如何在另一种语言的随机函数中复制C ++ rand？

Question

I am using an internal language in my company and they only have Random() that returns a float between 0 and 1.

I need to port a piece of C++ code that use rand() :

int b = rand() % (i+1);

I looked at the docs, but not sure how I can use my Random() to generate a number between 0 and i+1 which is what the above code does, right?

I tried multiplying i+1 with Random() but didn't get the same results, that's why I am not sure if what I am doing is correct.

I expect difference between the results due to different random functions, but still I want to be sure I am translating it correctly.

Answer 1

You need to multiply Random() with i and not i+1 .

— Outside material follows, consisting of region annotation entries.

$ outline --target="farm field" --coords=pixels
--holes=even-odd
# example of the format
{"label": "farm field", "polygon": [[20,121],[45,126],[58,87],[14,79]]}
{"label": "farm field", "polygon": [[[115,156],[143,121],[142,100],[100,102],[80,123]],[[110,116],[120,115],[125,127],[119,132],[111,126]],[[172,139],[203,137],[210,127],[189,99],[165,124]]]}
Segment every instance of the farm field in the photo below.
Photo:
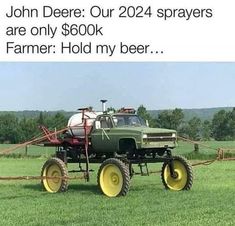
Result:
{"label": "farm field", "polygon": [[[232,148],[234,144],[210,143],[216,148]],[[192,150],[192,145],[180,143],[175,151],[176,154],[187,154]],[[53,151],[50,149],[47,154]],[[200,149],[202,151],[204,149]],[[214,151],[205,150],[205,153],[210,156]],[[39,158],[1,157],[0,176],[39,175],[45,161],[44,154]],[[195,167],[190,191],[165,190],[160,174],[134,176],[127,196],[118,198],[107,198],[100,193],[96,182],[98,167],[91,165],[95,172],[89,183],[69,181],[66,193],[49,194],[42,190],[37,180],[0,181],[1,225],[235,224],[234,161]],[[150,170],[160,168],[161,164],[149,167]],[[70,164],[69,169],[76,169],[76,164]]]}

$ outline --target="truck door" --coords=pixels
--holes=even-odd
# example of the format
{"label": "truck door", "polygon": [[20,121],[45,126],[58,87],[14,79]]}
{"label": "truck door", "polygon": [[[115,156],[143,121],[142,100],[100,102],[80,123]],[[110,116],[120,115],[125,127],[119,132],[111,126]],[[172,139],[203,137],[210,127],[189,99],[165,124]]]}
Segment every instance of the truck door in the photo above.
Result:
{"label": "truck door", "polygon": [[109,115],[101,115],[97,117],[95,124],[99,126],[94,128],[91,133],[93,149],[100,152],[117,151],[118,142],[115,133],[113,133],[114,125],[111,117]]}

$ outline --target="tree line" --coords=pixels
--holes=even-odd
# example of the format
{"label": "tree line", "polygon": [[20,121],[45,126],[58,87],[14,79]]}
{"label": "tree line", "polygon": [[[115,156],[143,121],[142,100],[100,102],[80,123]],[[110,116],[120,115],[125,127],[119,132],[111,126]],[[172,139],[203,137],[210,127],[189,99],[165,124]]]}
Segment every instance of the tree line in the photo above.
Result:
{"label": "tree line", "polygon": [[[114,110],[111,108],[110,110]],[[212,120],[202,121],[198,117],[185,120],[183,110],[161,111],[157,117],[152,117],[147,109],[141,105],[137,114],[148,120],[150,127],[177,130],[180,136],[193,140],[234,140],[235,139],[235,108],[231,111],[220,110],[214,114]],[[20,143],[31,140],[40,134],[40,125],[54,130],[64,128],[69,116],[66,112],[48,114],[40,112],[36,117],[18,118],[12,113],[0,115],[0,143]]]}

C++ rand() returns an integer between 0 and RAND_MAX but your Random() returns a float between 0 and 1 , so multiplying the output of Random() with i and taking the integer portion of the result will give you an integer in [0,i] which is what rand() %(i+1) gives.

Answer 2

Rand() give you a number between 0 and RAND_MAX, which after applying the mod operator you end up with a number between 0 and i (including i).

To do the same with Random() you'll need to multiply by ( i+1 ), then take the floor of that (round down):

b = floor( Random() * (i+1) ) 

This will give you a number from 0 to i (including the fence posts) as required.